Implement Secure Aggregation
At the moment, declearn only supports clear-text sharing of model weights, evaluation metrics and optimizer auxiliary variables. This issue is about tracking the effort to implement Secure Aggregation tools and mechanisms that would enable recovering aggregated quantities on the server side without revealing client-wise information.
Starting point
To do so, we need to understand and/or design:
- Which SecAgg algorithm(s) we want to cover.
- How to set things up for Secure Aggregation.
- For each targeted algorithm, what needs to be set up?
- Which cryptographic tools and primitives should we use?
- How should we integrate this setup as part of or in addition the existing setup tools?
- How to encrypt quantities that need it.
- How can we make sure not to miss quantities that require protection?
- How should we handle
Vector
structures' encryption? - When should encryption occur as part of our process? (Hy: at serialization/sharing-with-server time)
- How to aggregate and decrypt received quantities.
- When should aggregation / decryption occur?
- How can and should SecAgg interact with existing code structures? (e.g. our
Aggregator
API)
Note that this effort should be carried taking into account our integration in Fed-BioMed, which already has some SecAgg capabilities, currently using the Joye-Libert scheme. An effort to provide Fed-BioMed with the possibility to SecAgg over a declearn-backed implementation of Scaffold is being carried, which may or may not result in some things being implemented directly in declearn.
Current advances
Which SecAgg algorithm(s) we want to cover.
Currently, two algorithms are implemented:
- "Joye-Libert" SecAgg, based on homomorphic summation from this paper.
- "Masking" SecAgg, based on values masking using secret PRNG keys, as proposed in this paper.
How to set things up for Secure Aggregation.
Work is still in progress as to designing a shared configuration and setup design for SecAgg.
What is already done:
- Each SecAgg algorithm has a first implementation of routines enabling its setup between a server and a (subset of) clients.
- The X3DH protocol was implemented and is currently used as a key component to set up and exchange secrets across peers.
- For now, we assume a public key infrastructure, where clients have already generated and exchanged long-lived identity keys, enabling to trust one another in spite of communications being centralized by the server.
How to encrypt quantities that need it.
Thanks to the Aggregate
API introduced in declearn 2.4.0, complex quantities that arise from modular components (whether model updates and their metadata, optimizer auxiliary variables, or evaluation metrics) are wrapped into a container that defines both cleartext and SecAgg aggregation rules.
As a result, the SecAgg encryption can take place after the usual collection of values that are to be shared, at the moment when a high-level client component packages them into a message being sent to the server (or, in the future, to any subset of peer clients).
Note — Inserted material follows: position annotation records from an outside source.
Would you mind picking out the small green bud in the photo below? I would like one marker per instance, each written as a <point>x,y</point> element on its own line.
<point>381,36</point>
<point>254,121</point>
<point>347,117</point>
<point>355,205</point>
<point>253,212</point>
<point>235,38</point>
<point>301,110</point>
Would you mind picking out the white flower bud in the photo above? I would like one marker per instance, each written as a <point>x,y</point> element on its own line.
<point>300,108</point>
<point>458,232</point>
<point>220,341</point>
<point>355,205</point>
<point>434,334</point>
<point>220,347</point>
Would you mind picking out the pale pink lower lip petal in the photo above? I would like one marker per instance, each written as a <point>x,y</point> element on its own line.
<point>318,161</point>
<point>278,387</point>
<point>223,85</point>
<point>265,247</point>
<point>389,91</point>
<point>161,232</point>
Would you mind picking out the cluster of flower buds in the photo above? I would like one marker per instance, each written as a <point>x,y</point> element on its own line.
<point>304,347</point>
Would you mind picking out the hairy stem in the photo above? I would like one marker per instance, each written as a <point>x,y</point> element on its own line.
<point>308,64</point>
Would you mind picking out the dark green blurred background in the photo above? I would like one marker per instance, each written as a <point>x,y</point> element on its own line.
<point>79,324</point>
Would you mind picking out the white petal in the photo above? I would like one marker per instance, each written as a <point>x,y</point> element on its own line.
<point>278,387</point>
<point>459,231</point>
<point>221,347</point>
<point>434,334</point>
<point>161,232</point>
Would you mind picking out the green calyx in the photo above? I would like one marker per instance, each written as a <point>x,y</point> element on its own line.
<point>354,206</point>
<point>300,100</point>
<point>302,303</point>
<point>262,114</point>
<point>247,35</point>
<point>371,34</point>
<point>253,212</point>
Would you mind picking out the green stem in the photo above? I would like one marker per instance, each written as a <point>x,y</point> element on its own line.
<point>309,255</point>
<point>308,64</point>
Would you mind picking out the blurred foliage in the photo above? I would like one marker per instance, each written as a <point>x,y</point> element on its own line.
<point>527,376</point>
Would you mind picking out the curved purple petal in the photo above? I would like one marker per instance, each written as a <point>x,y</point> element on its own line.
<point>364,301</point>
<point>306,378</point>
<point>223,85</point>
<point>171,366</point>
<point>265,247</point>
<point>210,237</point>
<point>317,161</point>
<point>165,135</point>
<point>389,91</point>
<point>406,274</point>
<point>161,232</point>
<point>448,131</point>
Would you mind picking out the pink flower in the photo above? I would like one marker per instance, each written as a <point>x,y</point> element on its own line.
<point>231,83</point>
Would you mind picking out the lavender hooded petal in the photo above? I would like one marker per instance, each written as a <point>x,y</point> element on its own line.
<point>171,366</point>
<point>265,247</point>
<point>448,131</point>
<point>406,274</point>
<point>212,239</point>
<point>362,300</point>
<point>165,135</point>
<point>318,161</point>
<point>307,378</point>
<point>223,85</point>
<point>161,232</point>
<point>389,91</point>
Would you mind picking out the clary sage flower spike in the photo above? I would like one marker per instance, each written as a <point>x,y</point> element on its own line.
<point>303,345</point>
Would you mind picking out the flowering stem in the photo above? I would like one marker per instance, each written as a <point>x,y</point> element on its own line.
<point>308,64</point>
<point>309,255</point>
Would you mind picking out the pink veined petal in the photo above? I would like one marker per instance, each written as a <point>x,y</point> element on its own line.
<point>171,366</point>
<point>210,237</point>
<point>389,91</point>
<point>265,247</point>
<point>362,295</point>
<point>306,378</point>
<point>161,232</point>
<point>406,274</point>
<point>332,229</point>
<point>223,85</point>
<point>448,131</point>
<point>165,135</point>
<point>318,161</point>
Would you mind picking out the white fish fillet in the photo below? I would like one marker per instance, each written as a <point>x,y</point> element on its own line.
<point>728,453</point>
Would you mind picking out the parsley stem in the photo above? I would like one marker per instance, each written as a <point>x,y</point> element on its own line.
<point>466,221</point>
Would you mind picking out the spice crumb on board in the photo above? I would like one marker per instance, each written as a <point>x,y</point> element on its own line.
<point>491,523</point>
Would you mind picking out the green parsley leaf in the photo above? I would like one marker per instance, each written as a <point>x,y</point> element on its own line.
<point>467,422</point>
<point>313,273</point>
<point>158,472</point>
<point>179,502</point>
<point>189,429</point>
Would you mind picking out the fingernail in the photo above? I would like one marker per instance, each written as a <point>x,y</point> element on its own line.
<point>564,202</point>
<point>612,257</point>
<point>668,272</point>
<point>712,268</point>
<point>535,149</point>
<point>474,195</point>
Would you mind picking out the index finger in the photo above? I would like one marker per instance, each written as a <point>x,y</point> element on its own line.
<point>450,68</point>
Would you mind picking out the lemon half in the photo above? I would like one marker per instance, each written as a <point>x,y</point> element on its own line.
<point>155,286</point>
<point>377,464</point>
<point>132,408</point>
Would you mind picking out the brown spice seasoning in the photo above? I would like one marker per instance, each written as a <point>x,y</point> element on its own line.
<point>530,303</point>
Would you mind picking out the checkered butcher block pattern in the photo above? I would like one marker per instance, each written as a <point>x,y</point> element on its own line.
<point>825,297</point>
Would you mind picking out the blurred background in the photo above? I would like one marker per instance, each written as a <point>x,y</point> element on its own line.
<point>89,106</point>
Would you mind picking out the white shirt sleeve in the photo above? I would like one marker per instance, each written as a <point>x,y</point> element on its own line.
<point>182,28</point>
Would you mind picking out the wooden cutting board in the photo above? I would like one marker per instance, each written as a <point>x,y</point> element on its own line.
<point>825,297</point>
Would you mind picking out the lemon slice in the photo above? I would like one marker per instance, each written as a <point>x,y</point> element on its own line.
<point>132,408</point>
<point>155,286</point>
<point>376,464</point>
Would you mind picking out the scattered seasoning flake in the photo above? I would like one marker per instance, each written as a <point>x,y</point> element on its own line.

Thanks to that, low-level components do not need to be aware of SecAgg being used nor to access any SecAgg controller or secret information.
How to aggregate and decrypt received quantities.
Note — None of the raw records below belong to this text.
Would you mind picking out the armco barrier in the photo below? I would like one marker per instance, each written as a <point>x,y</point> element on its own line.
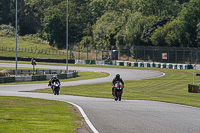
<point>23,79</point>
<point>7,79</point>
<point>37,59</point>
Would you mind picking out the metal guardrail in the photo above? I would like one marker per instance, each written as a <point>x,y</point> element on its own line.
<point>60,75</point>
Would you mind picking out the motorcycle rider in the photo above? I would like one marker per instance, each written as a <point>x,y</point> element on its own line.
<point>52,80</point>
<point>117,78</point>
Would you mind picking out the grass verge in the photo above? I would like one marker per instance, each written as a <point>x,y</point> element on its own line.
<point>171,88</point>
<point>27,115</point>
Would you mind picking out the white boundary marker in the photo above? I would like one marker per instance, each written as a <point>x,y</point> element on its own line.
<point>85,117</point>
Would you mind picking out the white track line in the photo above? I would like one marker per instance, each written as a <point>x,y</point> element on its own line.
<point>85,117</point>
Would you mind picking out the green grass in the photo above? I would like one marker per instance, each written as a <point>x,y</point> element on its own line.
<point>172,88</point>
<point>28,115</point>
<point>10,42</point>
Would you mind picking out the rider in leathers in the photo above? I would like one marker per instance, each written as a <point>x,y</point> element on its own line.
<point>117,78</point>
<point>52,80</point>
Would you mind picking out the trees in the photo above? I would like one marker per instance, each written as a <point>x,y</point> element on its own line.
<point>121,23</point>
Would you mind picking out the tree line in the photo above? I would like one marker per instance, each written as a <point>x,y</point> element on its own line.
<point>102,23</point>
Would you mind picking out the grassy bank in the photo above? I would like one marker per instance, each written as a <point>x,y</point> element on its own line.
<point>25,115</point>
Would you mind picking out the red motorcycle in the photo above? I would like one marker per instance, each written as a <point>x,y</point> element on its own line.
<point>118,90</point>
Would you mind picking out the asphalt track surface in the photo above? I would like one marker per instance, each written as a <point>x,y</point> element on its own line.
<point>109,116</point>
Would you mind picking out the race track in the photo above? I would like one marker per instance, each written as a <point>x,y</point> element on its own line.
<point>127,116</point>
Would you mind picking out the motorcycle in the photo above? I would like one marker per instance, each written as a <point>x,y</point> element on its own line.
<point>56,88</point>
<point>118,90</point>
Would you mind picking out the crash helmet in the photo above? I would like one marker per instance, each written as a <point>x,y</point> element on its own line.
<point>54,77</point>
<point>117,76</point>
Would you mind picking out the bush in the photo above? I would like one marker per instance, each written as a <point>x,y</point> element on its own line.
<point>7,30</point>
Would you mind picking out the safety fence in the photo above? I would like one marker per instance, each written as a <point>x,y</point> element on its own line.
<point>181,55</point>
<point>137,64</point>
<point>44,75</point>
<point>49,52</point>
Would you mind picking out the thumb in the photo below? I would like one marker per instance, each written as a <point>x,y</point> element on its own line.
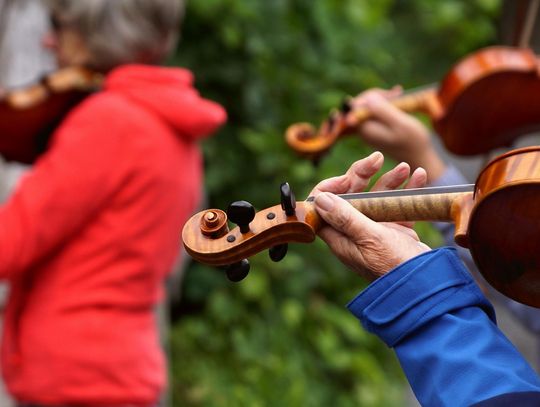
<point>341,216</point>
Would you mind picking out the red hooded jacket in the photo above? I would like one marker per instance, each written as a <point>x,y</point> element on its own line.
<point>89,235</point>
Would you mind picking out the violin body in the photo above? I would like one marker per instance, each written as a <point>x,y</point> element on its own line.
<point>504,225</point>
<point>499,222</point>
<point>29,116</point>
<point>488,100</point>
<point>485,101</point>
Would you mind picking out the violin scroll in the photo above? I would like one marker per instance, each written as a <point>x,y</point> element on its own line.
<point>208,239</point>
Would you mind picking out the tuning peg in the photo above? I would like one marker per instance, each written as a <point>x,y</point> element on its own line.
<point>241,213</point>
<point>278,252</point>
<point>346,105</point>
<point>288,201</point>
<point>238,271</point>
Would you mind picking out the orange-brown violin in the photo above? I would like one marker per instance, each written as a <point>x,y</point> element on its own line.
<point>498,219</point>
<point>485,101</point>
<point>29,115</point>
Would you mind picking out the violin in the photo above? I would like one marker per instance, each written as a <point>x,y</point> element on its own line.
<point>486,101</point>
<point>28,116</point>
<point>497,219</point>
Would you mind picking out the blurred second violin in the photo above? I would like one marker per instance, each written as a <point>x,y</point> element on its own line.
<point>29,115</point>
<point>486,101</point>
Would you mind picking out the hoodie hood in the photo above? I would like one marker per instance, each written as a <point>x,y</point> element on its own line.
<point>168,93</point>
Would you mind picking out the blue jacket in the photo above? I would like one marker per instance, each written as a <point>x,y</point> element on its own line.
<point>444,333</point>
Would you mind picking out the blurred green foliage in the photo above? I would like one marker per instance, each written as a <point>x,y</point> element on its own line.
<point>282,337</point>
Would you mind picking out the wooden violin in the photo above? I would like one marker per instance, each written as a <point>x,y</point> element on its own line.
<point>498,219</point>
<point>28,116</point>
<point>485,101</point>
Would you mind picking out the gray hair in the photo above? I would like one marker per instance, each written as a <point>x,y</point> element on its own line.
<point>122,31</point>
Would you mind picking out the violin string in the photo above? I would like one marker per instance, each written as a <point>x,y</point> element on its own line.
<point>530,20</point>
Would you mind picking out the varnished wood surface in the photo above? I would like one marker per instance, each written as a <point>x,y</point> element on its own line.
<point>486,101</point>
<point>504,231</point>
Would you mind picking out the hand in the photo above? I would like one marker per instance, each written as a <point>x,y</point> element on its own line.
<point>397,134</point>
<point>369,248</point>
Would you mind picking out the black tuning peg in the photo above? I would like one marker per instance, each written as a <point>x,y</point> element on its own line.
<point>237,271</point>
<point>288,201</point>
<point>278,252</point>
<point>241,213</point>
<point>346,105</point>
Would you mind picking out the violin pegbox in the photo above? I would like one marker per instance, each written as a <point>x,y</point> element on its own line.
<point>208,239</point>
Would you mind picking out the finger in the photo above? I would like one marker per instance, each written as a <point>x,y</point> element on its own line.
<point>392,179</point>
<point>360,100</point>
<point>340,215</point>
<point>355,179</point>
<point>418,179</point>
<point>336,185</point>
<point>360,173</point>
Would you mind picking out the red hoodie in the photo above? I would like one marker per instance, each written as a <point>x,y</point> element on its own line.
<point>89,235</point>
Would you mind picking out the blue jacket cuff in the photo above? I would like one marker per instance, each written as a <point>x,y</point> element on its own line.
<point>416,292</point>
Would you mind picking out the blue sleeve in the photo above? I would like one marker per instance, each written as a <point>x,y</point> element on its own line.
<point>444,332</point>
<point>528,316</point>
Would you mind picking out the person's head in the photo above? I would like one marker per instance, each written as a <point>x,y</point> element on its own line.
<point>103,34</point>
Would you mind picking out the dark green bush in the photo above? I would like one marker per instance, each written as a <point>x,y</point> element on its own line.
<point>283,337</point>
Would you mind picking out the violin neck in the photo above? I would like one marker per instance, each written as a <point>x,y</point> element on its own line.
<point>423,100</point>
<point>441,204</point>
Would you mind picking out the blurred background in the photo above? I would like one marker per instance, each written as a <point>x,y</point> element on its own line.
<point>283,335</point>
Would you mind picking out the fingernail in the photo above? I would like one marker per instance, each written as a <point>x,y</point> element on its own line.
<point>373,99</point>
<point>324,201</point>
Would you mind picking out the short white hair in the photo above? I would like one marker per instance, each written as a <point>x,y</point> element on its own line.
<point>117,32</point>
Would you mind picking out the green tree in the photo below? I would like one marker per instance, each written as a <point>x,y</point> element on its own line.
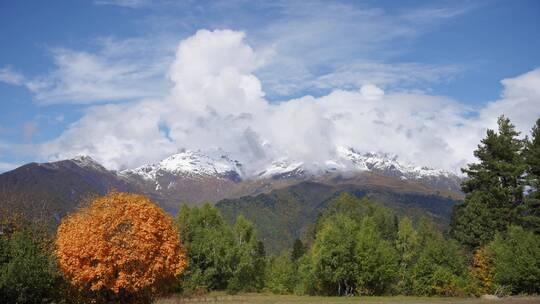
<point>439,265</point>
<point>376,260</point>
<point>281,275</point>
<point>210,245</point>
<point>494,187</point>
<point>531,208</point>
<point>516,259</point>
<point>248,261</point>
<point>298,250</point>
<point>407,245</point>
<point>334,255</point>
<point>28,271</point>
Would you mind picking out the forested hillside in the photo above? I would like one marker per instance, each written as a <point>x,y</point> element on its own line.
<point>284,215</point>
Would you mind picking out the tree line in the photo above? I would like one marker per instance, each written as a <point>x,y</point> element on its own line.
<point>125,249</point>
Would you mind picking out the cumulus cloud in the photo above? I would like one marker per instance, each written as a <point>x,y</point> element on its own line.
<point>216,101</point>
<point>7,75</point>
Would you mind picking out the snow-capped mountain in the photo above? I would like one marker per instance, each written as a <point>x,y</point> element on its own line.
<point>217,165</point>
<point>349,161</point>
<point>190,164</point>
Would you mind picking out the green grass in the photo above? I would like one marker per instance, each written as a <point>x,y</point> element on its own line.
<point>261,298</point>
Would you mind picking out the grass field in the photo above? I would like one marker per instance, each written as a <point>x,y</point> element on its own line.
<point>286,299</point>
Again, thanks to the Aggregate
API, shared quantities (including encrypted ones) are now designed to be aggregated in an iterative manner, whether by a centralizing server or by gossip across the chain of clients (paving the way for decentralized learning). Most importantly, they are aggregated prior to being fed to specific controllers that finalize them (Aggregator
to produce global model updates, MetricSet
to compute federated metrics, Optimizer
to update some quantities, e.g. the Scaffold shared state...).
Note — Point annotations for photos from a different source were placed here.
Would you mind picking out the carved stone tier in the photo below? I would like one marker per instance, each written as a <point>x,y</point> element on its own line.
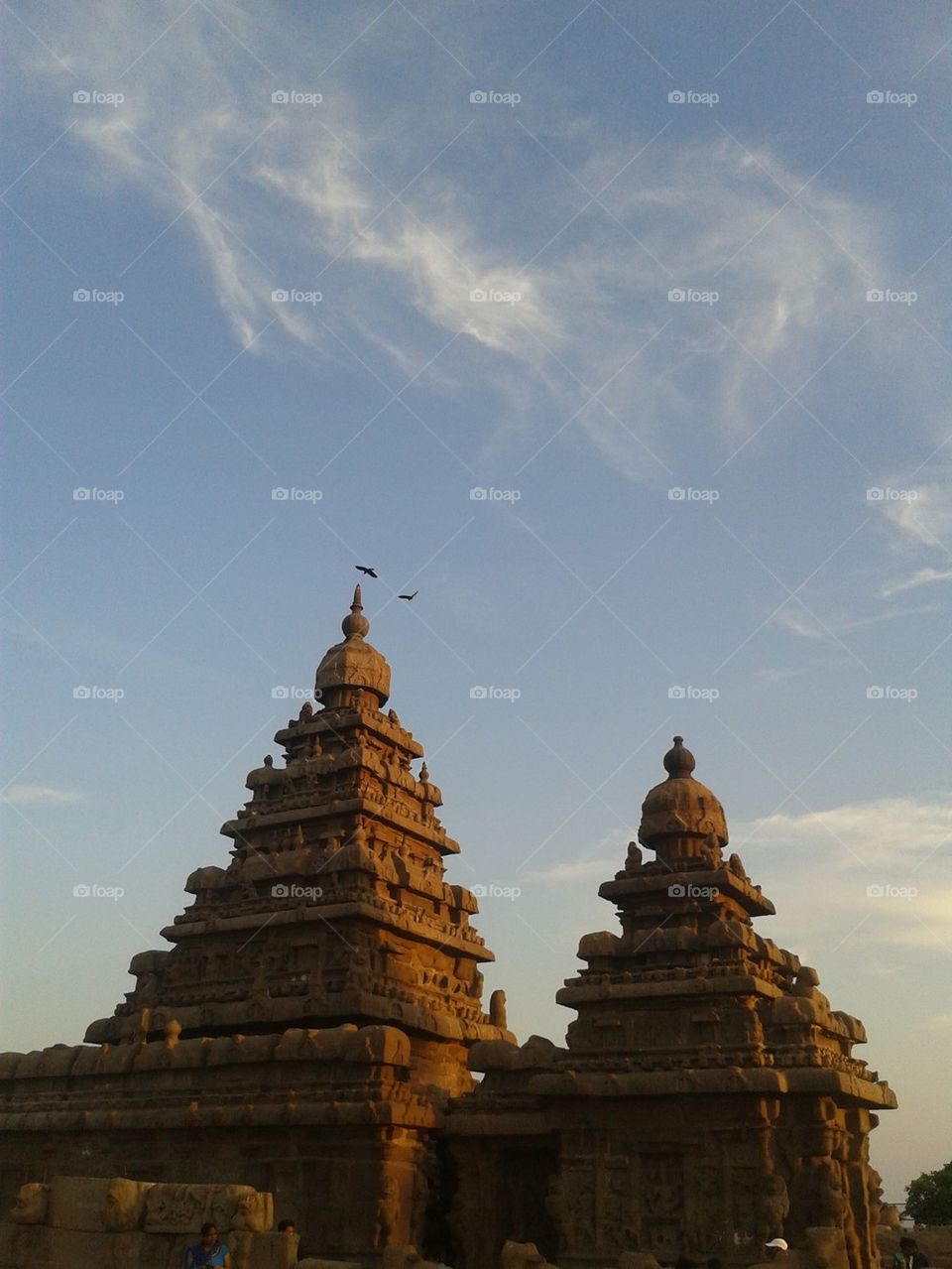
<point>707,1096</point>
<point>333,906</point>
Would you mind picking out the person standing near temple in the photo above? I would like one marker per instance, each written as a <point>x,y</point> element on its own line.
<point>209,1251</point>
<point>909,1256</point>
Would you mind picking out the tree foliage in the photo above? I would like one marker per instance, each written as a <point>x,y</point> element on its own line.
<point>929,1197</point>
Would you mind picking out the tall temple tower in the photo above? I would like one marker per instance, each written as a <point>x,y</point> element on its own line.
<point>312,1018</point>
<point>333,908</point>
<point>707,1096</point>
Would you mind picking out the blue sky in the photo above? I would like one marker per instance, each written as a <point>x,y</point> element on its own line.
<point>783,168</point>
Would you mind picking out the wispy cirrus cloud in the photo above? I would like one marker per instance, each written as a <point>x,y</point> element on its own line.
<point>279,195</point>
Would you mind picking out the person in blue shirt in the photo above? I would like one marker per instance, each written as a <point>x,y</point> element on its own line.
<point>208,1251</point>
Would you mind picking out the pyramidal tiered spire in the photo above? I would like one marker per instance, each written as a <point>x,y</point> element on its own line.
<point>688,982</point>
<point>333,908</point>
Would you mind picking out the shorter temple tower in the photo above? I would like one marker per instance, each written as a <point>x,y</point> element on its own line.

As a result, the SecAgg aggregate-decryption can be made to occur in place of the cleartext aggregation, and components do not need to be aware of SecAgg occurring nor have access to any SecAgg controller. Thanks to the Aggregate.prepare_for_secagg
, SecAgg-incompatible quantities can be marked as so generically, as can specific aggregation rules for values that need to remain in cleartext in parallel to encrypted ones.
Note that this effort should be carried taking into account our integration in Fed-BioMed.
Prior to finalizing the release of DecLearn v2.4.0, an implementation of SecAgg over optimizer auxiliary variables was implemented for Fed-BioMed, powered by the new Aggregate
(and specifically AuxVar
) API. The PR is still open and will need further work as important refactoring is happening within Fed-BioMed, and SecAgg refactoring is also planned on their side, but our new design was proved to be combinable with their SecAgg implementation with limited effort and code that does not require hacking through theirs. This also acted as a playground to further test a SecAgg-specific wrapper structure around encrypted Aggregate
data, which is being implemented in DecLearn (with slightly different API as the one proposed for Fed-BioMed, but shared overall design).